Conjugate Prior Distribution 📂Mathematical Statistics

Conjugate Prior Distribution

Definition ¹

If the prior and posterior distributions belong to the same family of distributions, the prior distribution is referred to as a Conjugate Prior.

Explanation

Even though Bayesian analysis is essentially about finding the parameters through updates regardless of the initial prior, using an appropriate prior can greatly simplify the mathematical computations and make the results easier to understand if there is some knowledge about the model.

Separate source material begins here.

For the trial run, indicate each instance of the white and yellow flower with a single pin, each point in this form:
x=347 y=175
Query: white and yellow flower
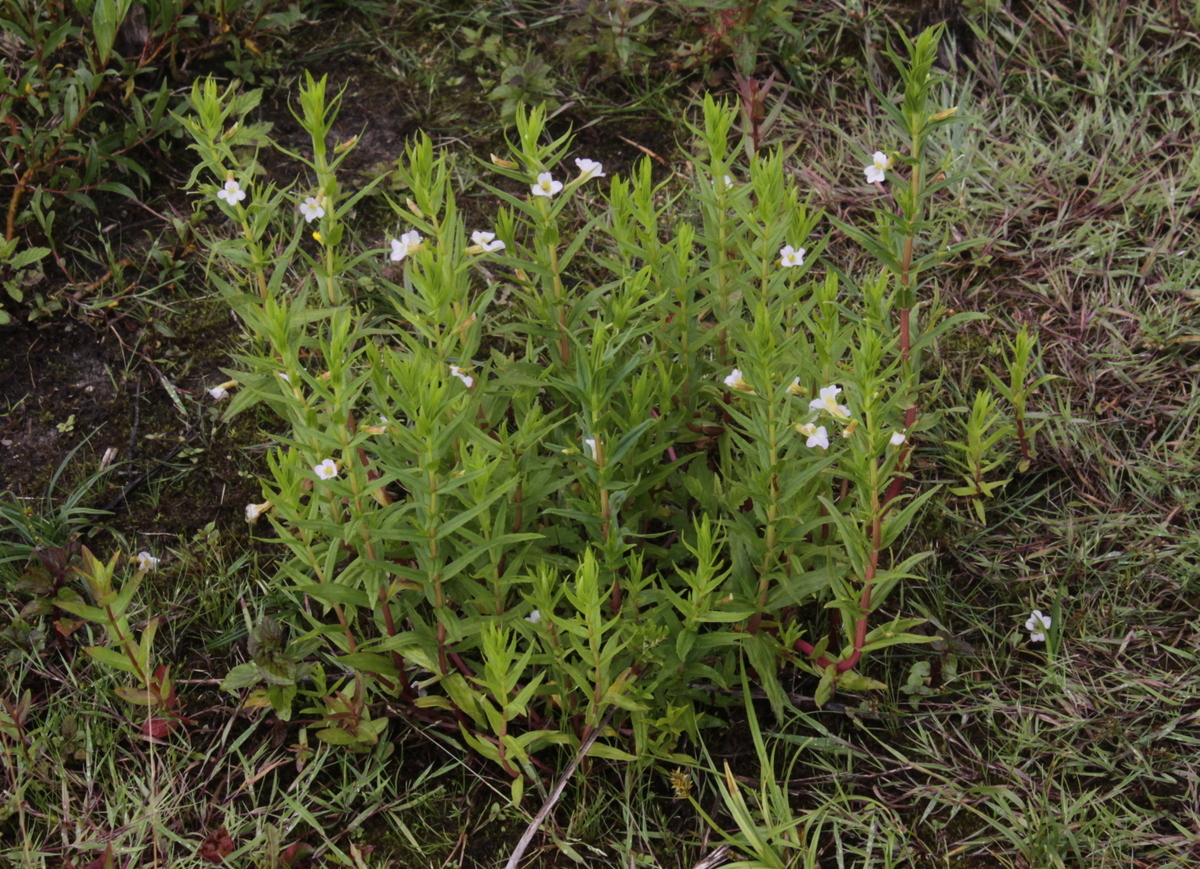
x=546 y=185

(1) The conjugate prior for $\text{Bin} (n , \theta)$ is $\theta \sim \text{Beta} (\alpha, \beta)$
(2) The conjugate prior for $\text{Poi} ( \theta)$ is $\theta \sim \text{Gamma} (a, b)$
(3) When the population variance $\sigma^2$ is known, the conjugate prior for $N ( \mu , \sigma^2 )$ is $\mu \sim N ( \mu_{0} , \tau_{0}^2 )$
(4) When the population mean $\mu$ is known, the conjugate prior for $N ( \mu , \sigma^2 )$ with respect to $\displaystyle \tau = {{1} \over {\sigma^2 }}$ is $\tau \sim \text{Gamma} (a, b)$
(5) When $\lambda$ is known, the conjugate prior for $\text{Gamma} (a, \lambda)$ is $\lambda \sim \text{Gamma} (a, b)$

Example

For example, consider the model for binomial data $p ( y | \theta ) = \binom{ n}{ y } \theta^{y} (1-\theta)^{n-y}$:

Thinking about its conjugate prior $\theta \sim \text{Beta} (\alpha, \beta)$, $$ \pi (\theta) \propto \theta^{\alpha - 1} ( 1 - \theta )^{\beta -1 } $$ Then, the posterior distribution of $\theta$ is $$ p ( \theta | y ) \propto \theta^{y + \alpha -1 } (1-\theta)^{n-y + \beta -1} $$ which implies a Beta distribution $ \theta \sim \text{Beta} (y + \alpha, n - y + \beta)$. Therefore, the posterior mean of $\theta$ is $$ E ( \theta | y) = {{y + \alpha} \over {n + \alpha + \beta}} $$ which can also be seen as a weighted average of the sample mean $\displaystyle {{y} \over {n}}$ and the prior mean $\displaystyle {{\alpha } \over {\alpha + \beta}}$, $$ E ( \theta | y) = {{n} \over {n + \alpha + \beta}} {{y} \over {n}} + {{\alpha + \beta } \over {n + \alpha + \beta}} {{\alpha} \over {\alpha + \beta}} $$

Therefore, as the sample $n$ increases, the influence of the prior mean decreases, and it becomes closer to frequentist inference.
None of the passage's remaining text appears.